19th century elephant

Old Hannibal (c. 1800 – May 7, 1865) was a famous 19th century Asiatic elephant that was part of Isaac A. Van Amburgh's traveling menagerie.

==History==

Hannibal was brought to the United States as early as 1824 according to early sources, but at least by 1831. He was first called "Timour the Tartar" and renamed by Raymond, Weeks & Co. in 1833 as "War Elephant Hannibal".

He was known for having "fits of fury", and reportedly killed several people. Around 1839, he engaged in a fight with Columbus, another huge elephant, in Algiers, New Orleans; Columbus also killed two men that day. In June 1854, he escaped his keeper near Pawtucket, Rhode Island and ran many miles before being captured. And in November 1859, he caused a scene when he briefly escaped from captivity in Williamsburg, Brooklyn, injuring one man and freeing other animals from their cages on his way. In October 1862, he killed a "partially deranged" man who irritated him in Caldwell, Ohio, whereupon Van Amburgh had his tusks sawn off.
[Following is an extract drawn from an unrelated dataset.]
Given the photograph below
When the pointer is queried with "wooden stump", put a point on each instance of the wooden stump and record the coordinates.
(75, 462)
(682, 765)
One winter, Hannibal was wintered next to "Queen Anne", a female elephant from a different traveling circus unit, and it was said to be "a case of love at first sight," with mutual affection displayed between the elephants all winter. Hannibal became very depressed when they were parted in the spring, refusing to eat for eleven days (drinking only water and whiskey), and on the next day briefly escaping his fastenings in a rage.

==Death==

Hannibal died, perhaps from eating poison laurel, in Centerville, Bedford County, Pennsylvania (located in Cumberland Valley Township), on May 7, 1865. He had lost his appetite and had become weak in the days prior to his death. Originally his skeleton was offered to New York City to be displayed, which was declined. Hannibal was buried near where he died, but his bones were reportedly exhumed under the direction of H.V. Boyd to be sent to the Chicago Medical College in 1871, though it is unclear if the bones made it there.

According to a report on Hannibal's death in the Bedford Inquirer (May 17, 1865):

Hannibal was the largest animal ever exhibited on this continent. His height was eleven feet eight inches, and weight was ascertained to be 15,000 pounds, or seven and one-half tons. He consumed three hundred pounds of hay, three bushels of oats, and forty-six gallons of water per day. He was supposed to be in his sixty-fifth year at the time of his death. For thirty-six years he traversed this continent, at an average of 3,000 miles per year, the greatest curiosity ever exhibited to the wondering millions.